Toch was de invloed der bekeerende genade werkzamer dan de biechtvader, en Mademoiselle begaf zich in een klooster. Richelieu vernam, dat de Koning een bezoek van drie uren bij haar had afgelegd, en hij beschuldigde Caussin deze geheime bijeenkomsten aan te moedigen.
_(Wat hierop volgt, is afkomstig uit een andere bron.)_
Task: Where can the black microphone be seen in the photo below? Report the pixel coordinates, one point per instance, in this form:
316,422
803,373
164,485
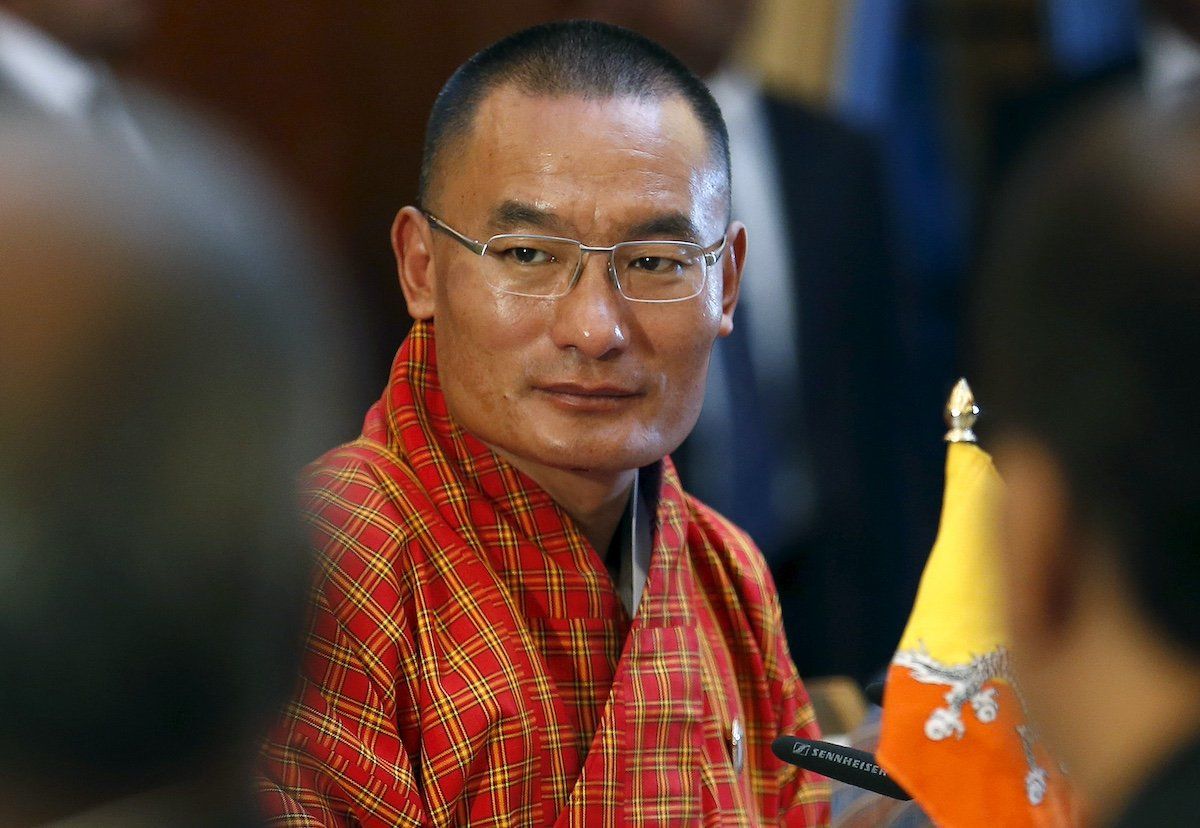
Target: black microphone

Deze loochende dit niet, maar merkte gevat aan, dat het voorzigtig was den hevigen hartstogt des Konings niet plotseling te keer te gaan, en de Minister scheen dit te billijken. De Koning zette deze bezoeken voort, en de jonkvrouw boezemde, in overeenstemming met Caussin, Zijner Majesteit de ongunstigste gedachten over zijnen Minister in, en trachtte hem de oogen te openen voor eenen man, wiens dwingelandij de verbannen Koninginne-Moeder zuchten deed, die de prinsen van den
| |
| |
bloede vervolgde, het volk zware schattingen oplegde, het ontwerp vormde, een verbond te sluiten met den Turk tegen de Christelijke Mogendheden, enz. enz. Zijne Majesteit zuchtte: hij vroeg Caussin, of hij iemand wist op te noemen, die in staat was de plaats des Ministers te vervullen? Onze argelooze staatkundige had zich op zóó iets niet voorbereid. De Koning vroeg hem verder, of hij Richelieu van aangezigt tot aangezigt wenschte te ontmoeten en aan te klagen? De Jezuït was op nieuw verlegen, maar nam weldra met even veel moed als eenvoud het eervolst besluit.
Caussin begaf zich, tot dat einde, naar de bestemde plaats; hij vernam, dat de Koning zich bij den Minister bevond; de zamenspraak duurde lang, onze biechtvader voorspelde er zich niets goeds van. Hij zelf verhaalt ons, dat hij, het wachten in de voorzaal moede, zich den weg tot den Koning wist te banen, en zijne belofte vervulde. Maar hoe waren de omstandigheden verkeerd! Caussin had zijne zaak verloren eer hij die bepleit had, en Richelieu zich zelven bij den Koning volkomen geregtvaardigd. Men verwittigde den goeden Vader, dat de Koning dien dag geene actes de dévotion zoude verrigten, en dat hij naar Parijs konde terugkeeren. Den volgenden morgen was de gansche zaak opgehelderd. Een bevel van het Hof verbood dezen spraakzamen Jezuït met iemand te spreken of aan iemand te schrijven; en dwong hem verder, in een' ongenadigen winter, ziek naar ligchaam en ziel op reis te gaan, tot hij het oord zijner ballingschap, Quimper in Bretagne, zou hebben bereikt. Op die barre rotsen, en onder hare wilde bewoners, sleet hij akelige dagen, gedurig met nog akeliger, het verschiet van eenen kerker of eene galg, bedreigd; twee schrikbeelden, welke Richelieu bij iedere gelegenheid voor zijne verbeelding plaatste. Hij zond hem zelf van tijd tot tijd eene Parijsche Gazette, vol van het venijn zijns harten, dat, als de gier van Prometheus, het hart konde verteren van den, op een verlaten eiland, aan eene rots gekluisterden Staatsman.
Welk een verschil tusschen de bestemming van Père Joseph en Père Caussin! de eene, de vernuftige créature, de andere, de argelooze tegenstander van dezen grooten Minister.